The antagonism towards those who accept that “without God nothing makes sense” and draw from this the consequence of rejection comes from the believer who sees the world as place of human fulfillment. Truth be told, even religions that do practice asceticism don't look kindly on disbelief, it really doesn't matter if the unbeliever rejects or embraces the world of becoming. It's not like Buddhist and Christian monks approve of the common disbelief held by philosophers of pessimism, even though these reject the world as much as they do. Despite this, there will always be an admiration towards religions that endorse asceticism among unbelievers that reject becoming: the admiration towards Hinduism, Buddhism, Gnosticism and monastic Christianity is clear in Schopenhauer and Cioran.6, 7

The same will not necessarily be true of unbelievers who accept existence with all its tragedy, such as Nietzsche, who in The Gay Science wrote one of the most famous affirmations of becoming. There he states that if a demon were to tell us that we would have to live our lives the same way over and over again, forever, instead of cursing him—as Schopenhauer's philosophy would incite us to do—we should reply that we have never heard anything so wonderful.8 For Nietzsche, the rejection of becoming is the greatest heresy. Hence his criticism not only of Schopenhauer's atheistic pessimism, but also of religions that practice asceticism, calling them “pessimistic religions”.9

Almost all of us are dissatisfied with becoming. Religious optimists, religious ascetics, unbelievers who create their own meaning, unbelievers who reject the illusion and existence: they all started their careers realizing that there was something wrong or strange with reality. The difference is in what each one did after coming to the realization that reality is a sea of tears. What Aiub and those who think like him are is something else: they are resentful with those who do not accept their self-deception.

by Fernando Olszewski

1. SCHOPENHAUER, A. Parerga and Paralipomena.
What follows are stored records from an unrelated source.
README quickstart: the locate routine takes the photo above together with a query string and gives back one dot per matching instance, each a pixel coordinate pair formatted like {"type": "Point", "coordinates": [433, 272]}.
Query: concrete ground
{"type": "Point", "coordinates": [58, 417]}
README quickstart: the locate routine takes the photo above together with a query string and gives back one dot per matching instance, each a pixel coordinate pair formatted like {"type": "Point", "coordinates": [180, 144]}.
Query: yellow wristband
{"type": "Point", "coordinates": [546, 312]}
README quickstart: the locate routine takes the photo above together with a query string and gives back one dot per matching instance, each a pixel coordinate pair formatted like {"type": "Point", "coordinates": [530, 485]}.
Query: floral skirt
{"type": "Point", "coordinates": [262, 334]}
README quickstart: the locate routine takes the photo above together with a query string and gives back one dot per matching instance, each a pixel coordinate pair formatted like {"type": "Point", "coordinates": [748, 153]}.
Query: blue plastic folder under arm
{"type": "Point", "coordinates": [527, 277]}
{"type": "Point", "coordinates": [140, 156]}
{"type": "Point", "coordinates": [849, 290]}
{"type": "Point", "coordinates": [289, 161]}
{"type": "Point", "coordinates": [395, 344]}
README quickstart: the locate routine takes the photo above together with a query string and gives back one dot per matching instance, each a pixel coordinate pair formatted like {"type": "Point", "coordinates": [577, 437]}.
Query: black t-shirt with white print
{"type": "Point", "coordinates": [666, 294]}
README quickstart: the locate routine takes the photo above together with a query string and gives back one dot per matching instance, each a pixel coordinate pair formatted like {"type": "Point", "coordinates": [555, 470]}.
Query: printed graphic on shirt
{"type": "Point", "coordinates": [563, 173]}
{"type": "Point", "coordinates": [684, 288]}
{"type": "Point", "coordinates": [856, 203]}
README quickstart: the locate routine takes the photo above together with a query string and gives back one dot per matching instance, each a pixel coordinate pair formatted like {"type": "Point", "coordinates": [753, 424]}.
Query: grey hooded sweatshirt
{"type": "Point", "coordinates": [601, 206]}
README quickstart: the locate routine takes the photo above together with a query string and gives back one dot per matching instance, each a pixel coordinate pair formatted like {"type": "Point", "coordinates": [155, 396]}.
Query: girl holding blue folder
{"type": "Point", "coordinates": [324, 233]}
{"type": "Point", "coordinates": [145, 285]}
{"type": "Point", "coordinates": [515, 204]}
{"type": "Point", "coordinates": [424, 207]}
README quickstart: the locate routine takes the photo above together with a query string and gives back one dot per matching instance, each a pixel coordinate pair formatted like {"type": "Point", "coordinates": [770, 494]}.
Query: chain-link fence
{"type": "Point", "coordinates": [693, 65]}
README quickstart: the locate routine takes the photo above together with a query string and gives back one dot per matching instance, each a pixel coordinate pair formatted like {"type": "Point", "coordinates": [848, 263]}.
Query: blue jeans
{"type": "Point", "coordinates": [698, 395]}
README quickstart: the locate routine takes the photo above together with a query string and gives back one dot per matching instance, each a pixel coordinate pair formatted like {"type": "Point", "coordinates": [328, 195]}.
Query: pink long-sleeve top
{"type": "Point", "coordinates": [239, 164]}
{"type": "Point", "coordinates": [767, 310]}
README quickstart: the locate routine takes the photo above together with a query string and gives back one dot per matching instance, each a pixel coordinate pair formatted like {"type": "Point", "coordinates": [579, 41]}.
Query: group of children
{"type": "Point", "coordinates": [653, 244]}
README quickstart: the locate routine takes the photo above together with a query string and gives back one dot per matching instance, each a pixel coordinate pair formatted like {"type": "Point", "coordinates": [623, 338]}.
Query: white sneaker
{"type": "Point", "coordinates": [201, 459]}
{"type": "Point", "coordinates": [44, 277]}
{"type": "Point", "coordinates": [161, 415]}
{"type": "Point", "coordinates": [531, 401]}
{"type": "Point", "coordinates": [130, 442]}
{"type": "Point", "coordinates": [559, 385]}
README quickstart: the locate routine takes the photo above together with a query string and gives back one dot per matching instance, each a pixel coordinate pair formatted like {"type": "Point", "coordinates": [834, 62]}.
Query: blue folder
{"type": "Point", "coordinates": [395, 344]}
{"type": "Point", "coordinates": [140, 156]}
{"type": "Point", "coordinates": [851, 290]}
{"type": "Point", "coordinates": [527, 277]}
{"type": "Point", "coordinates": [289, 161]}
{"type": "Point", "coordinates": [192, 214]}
Translated by E.F.J. Payne. Oxford University Press: Oxford, 1974. p. 283-284.
3. More on the topic of the creation of meaning in the face of the absurd of a meaningless existence, see: CAMUS, A. The Myth of Sisyphus. Translated by Justin O'Brien. New York: Vintage Books, 2019. E-book.
4. On the creation of positive values in order to defend oneself in the face of frictions inherent to the world of becoming, see: CABRERA, J. Discomfort and Moral Impediment. Cambridge: Cambridge Scholars Publishing, 2019. p. 23.
6. SCHOPENHAUER, A. Chapter XLVIII: On the Doctrine of the Denial of the Will-to-Live. In: The World as Will and Representation. vol. 2. Translated by E. F. Payne. New York: Dover Publications, 1969. p. 603-633. 
7. See: CIORAN, E. The Trouble with Being Born. Translated by Richard Howard. New York: Seaver Books, 1986.
8. NIETZSCHE, F. The Gay Science. Translated by Josefine Nauckhoff. Cambridge: Cambridge University Press, 2001. p. 194.
9. NIETZSCHE, F. Human, All Too Human. Translated by R. J. Hollingdale. Cambridge: Cambridge University Press, 1996. p. 75-77.